Over the past several years, some overseas mergers and acquisitions have clearly violated the regulatory bottom line and the normal standards for making an acquisition. The purchase prices deviate from their fundamental values and the expected proceeds aren't worth the risks. These unreasonable acquisitions violated the laws of economics.

In face of this situation, regulatory institutions have issued warnings about this behavior. Wanda, Fosun and other companies have all announced they are paying down their debts. Wanda's behavior in particular could be better described as responding to regulators rather than its stated reason of applying an asset-light strategy.

In fact, if overseas investments are not capable of providing China with scarce resources, emerging technology, advanced management to expand domestic employment, an increase in revenue or other benefits, but leave the domestic financial system at great risk through highly leveraged mergers, such acquisitions must be investigated thoroughly.

Undoubtedly, some irrational overseas investments slipped past regulators. These companies often invested in foreign companies under the name of expanding overseas. We can't help but ask, did the relevant authorities consider the risk, the consequences and the possibility of irrational overseas investments? From the current situation, obviously, there's much needed to be done. In term of policy design, the government should take full account of the occurrence of various problems, in particular, those capable of leading to serious consequences.

In addition, as bodies with the responsibility of controlling risk, banks and other financial institutions should never recklessly be attracted by short-term profits. In such cases, the people responsible for the risky investments, especially the key person, must be held responsible for the risks and the results.

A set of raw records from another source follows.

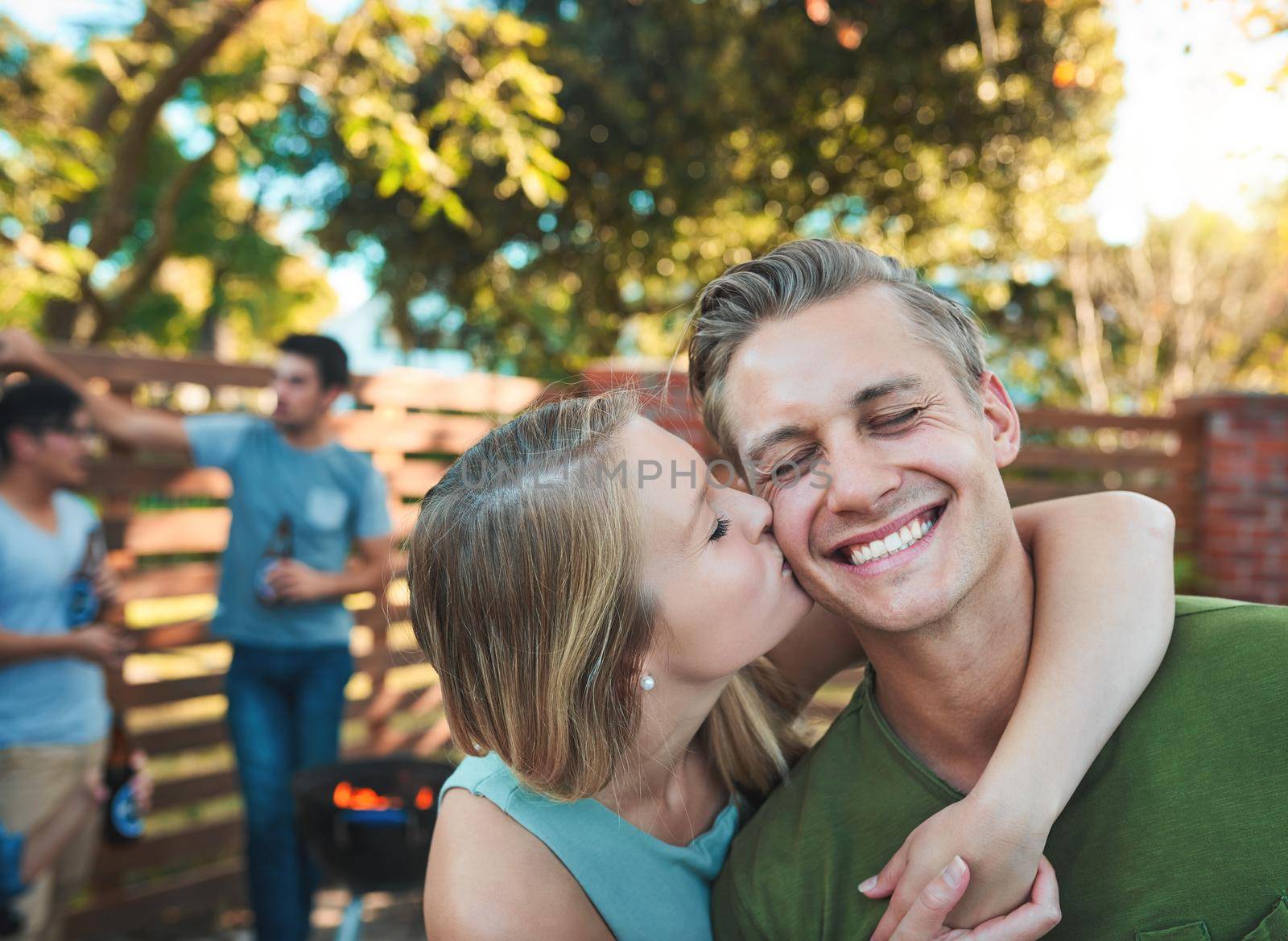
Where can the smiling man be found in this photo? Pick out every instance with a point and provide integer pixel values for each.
(857, 401)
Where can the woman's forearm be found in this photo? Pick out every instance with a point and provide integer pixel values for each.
(1103, 620)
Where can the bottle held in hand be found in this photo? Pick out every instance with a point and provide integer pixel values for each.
(84, 605)
(122, 822)
(281, 546)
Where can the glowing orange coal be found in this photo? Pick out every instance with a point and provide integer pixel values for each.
(365, 799)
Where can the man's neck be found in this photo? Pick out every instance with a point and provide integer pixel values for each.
(950, 687)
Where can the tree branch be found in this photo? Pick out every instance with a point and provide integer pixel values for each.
(128, 157)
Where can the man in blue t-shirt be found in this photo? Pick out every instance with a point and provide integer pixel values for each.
(300, 502)
(53, 711)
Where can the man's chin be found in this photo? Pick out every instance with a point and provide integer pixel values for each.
(892, 609)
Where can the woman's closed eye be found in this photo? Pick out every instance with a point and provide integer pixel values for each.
(721, 528)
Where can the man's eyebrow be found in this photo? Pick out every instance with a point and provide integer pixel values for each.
(903, 382)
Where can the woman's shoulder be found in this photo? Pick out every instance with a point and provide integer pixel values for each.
(491, 878)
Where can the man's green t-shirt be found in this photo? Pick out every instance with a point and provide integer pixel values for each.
(1178, 833)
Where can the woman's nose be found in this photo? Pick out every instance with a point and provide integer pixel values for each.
(759, 517)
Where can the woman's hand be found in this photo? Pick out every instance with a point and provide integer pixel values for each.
(929, 910)
(1004, 844)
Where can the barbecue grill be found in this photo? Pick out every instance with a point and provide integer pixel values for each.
(367, 823)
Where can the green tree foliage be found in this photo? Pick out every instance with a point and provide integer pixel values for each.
(699, 134)
(111, 228)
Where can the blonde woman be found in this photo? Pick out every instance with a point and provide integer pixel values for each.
(607, 640)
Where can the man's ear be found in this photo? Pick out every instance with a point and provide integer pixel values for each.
(1004, 421)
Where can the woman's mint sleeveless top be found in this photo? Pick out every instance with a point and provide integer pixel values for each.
(643, 887)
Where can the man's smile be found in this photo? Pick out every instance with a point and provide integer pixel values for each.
(893, 545)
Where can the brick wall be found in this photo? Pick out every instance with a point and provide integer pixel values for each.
(1243, 496)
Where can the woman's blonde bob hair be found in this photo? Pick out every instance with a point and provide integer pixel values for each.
(527, 599)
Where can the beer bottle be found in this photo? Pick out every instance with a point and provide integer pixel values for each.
(84, 604)
(281, 546)
(122, 822)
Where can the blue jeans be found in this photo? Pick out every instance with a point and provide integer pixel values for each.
(283, 712)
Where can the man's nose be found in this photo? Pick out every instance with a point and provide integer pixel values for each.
(860, 479)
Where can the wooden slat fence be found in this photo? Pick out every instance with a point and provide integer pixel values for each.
(167, 523)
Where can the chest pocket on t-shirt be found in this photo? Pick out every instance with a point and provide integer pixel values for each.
(325, 507)
(1274, 927)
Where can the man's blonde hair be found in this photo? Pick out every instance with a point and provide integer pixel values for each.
(781, 283)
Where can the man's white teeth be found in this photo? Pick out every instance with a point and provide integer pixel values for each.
(895, 543)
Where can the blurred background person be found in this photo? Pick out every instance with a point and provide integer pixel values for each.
(300, 501)
(55, 716)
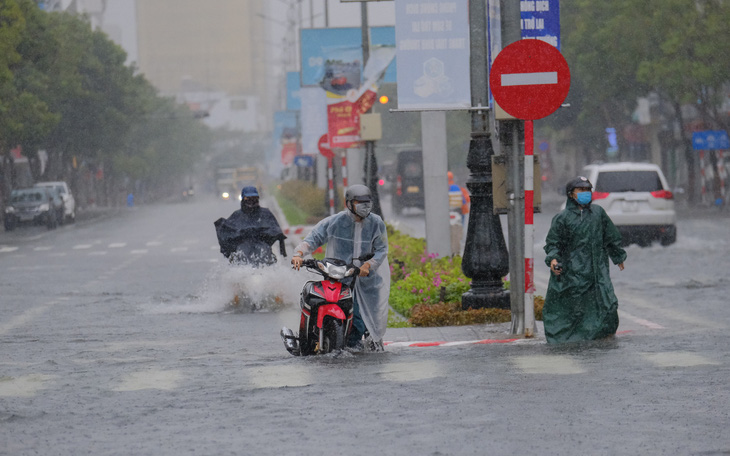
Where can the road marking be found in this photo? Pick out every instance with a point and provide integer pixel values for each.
(150, 379)
(411, 372)
(552, 364)
(678, 359)
(517, 79)
(24, 386)
(669, 313)
(641, 321)
(25, 317)
(279, 376)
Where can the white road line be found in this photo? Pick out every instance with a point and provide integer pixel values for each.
(410, 372)
(279, 376)
(678, 359)
(24, 386)
(25, 317)
(553, 365)
(641, 321)
(666, 312)
(151, 379)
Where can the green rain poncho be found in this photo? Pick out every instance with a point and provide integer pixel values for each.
(580, 303)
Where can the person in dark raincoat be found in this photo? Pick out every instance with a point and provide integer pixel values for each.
(580, 303)
(247, 235)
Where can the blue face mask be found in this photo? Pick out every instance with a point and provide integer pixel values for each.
(583, 198)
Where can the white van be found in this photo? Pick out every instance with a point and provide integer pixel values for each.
(68, 199)
(637, 198)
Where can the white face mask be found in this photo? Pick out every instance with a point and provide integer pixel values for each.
(362, 209)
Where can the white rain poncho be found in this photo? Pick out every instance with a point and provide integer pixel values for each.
(347, 239)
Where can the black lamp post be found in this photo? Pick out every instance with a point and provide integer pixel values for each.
(485, 259)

It is important to emphasize that curbing irrational investment will by no means discourage enterprises from expanding overseas. Going global must bring good things to the country instead of hampering its development and putting its foundations at risk. It should benefit the public. China's current prosperity and progress were created by the sweat of the diligent Chinese people. We won't allow their wealth be stolen. To this we should attach the highest importance.